From the very first paragraph I was struck by the grounding of this story, the inherent reality of Chen and his world. What inspired this story?
It came from a visit to Hong Kong, of which Singapore Three is a thinly disguised version. I stayed on a houseboat with a friend of mine, who was writing a book on murders in the colony and going out with a vice squad cop . . . the rest is history.
This story is rooted in familiar details and moments — expensive sunglasses, the taste of lightning and rain, waiting for a ferry, instances of alienation and loss. The overlay of a supernatural, near-future setting flows seamlessly from such details and further serves to define the story. When laying the foundation for a new world, even one extrapolated from our own, what do you consider to be the most important aspects?

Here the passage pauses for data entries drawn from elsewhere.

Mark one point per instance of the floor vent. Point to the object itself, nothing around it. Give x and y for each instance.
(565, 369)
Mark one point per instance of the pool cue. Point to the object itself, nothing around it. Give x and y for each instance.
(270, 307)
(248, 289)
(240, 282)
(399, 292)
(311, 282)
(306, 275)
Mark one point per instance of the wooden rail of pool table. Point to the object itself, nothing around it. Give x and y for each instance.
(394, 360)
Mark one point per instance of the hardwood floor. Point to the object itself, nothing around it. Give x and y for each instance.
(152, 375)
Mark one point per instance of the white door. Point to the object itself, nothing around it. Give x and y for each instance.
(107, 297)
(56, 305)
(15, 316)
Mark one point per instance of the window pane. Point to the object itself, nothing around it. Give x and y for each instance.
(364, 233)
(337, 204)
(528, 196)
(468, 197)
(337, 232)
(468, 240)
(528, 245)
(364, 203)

I would say worldbuilding — making lots of notes, but I don’t generally do this myself. I’ve got good recall and most of it is simply imagination.

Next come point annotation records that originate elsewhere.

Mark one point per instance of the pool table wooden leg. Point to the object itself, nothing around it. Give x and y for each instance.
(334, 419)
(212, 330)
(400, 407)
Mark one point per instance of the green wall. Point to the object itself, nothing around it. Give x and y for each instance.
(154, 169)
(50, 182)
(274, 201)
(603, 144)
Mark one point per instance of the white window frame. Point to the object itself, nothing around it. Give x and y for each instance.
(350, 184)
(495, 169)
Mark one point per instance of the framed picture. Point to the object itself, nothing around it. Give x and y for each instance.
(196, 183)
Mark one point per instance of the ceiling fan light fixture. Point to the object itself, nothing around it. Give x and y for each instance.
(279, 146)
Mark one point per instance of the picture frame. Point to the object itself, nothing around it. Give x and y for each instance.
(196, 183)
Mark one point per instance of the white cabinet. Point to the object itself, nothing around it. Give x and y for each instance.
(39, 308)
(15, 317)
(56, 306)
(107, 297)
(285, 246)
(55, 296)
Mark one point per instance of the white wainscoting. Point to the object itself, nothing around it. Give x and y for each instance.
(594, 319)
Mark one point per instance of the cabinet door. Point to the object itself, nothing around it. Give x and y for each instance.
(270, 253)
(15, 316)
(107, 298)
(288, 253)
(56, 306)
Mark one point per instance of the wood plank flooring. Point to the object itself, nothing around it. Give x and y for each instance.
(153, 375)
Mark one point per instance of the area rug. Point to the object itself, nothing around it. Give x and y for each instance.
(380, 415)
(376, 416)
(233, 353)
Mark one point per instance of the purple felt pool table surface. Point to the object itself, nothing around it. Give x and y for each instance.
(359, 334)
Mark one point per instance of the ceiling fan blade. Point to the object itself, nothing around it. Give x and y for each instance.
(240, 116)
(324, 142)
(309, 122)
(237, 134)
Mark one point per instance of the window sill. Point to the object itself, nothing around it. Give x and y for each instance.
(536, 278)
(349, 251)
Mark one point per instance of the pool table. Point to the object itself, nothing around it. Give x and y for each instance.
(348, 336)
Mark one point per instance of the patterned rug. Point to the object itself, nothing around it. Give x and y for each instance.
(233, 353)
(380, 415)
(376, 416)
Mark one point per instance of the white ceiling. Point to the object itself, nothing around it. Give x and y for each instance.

The story blends aspects of Chinese culture and beliefs with noir elements. Do you have a favorite genre when writing or reading?
I tend to prefer detective stories for light reading: I don’t read a lot of SFF when I’m writing it, in case I get over-influenced.
Detective Inspector Chen has a long and illustrious presence in the world of print. He is a likeable, troubled, insightful man both good at his job and discouraged by the reactions of others when they recognize his office. What is it about Chen as a character that appeals to you, that keeps you coming back to tell his stories?
You need tensions within a character and within their situation, but I got tired of the dysfunctional loner cop with no home life and an alcohol problem. I wanted to make Chen different, still hopefully with issues, but not necessarily ones that stemmed from his own personality.
You have had an active and successful career. What advice do you have for newer writers hoping to make a name for themselves in the speculative fiction market?
To be honest? Be born a boy. I know so many women writers who are really struggling at the moment — who are excellent writers, but who never get the breaks or the recognition that men do. Once you’re over forty, it’s more or less as though you’re invisible, with a little blip when you die and everyone says ‘oh, wasn’t she wonderful!’ To redress this, I’m supporting women’s work where I can — I hope to do more for my colleagues in the coming years.
Are there any particular projects or works we can expect from you in 2015?
None. I’m back in the corporate world now, working enjoyably, but working long hours, and with very little time for writing. I need to focus on looking after my family, and the writing has been put on the back burner.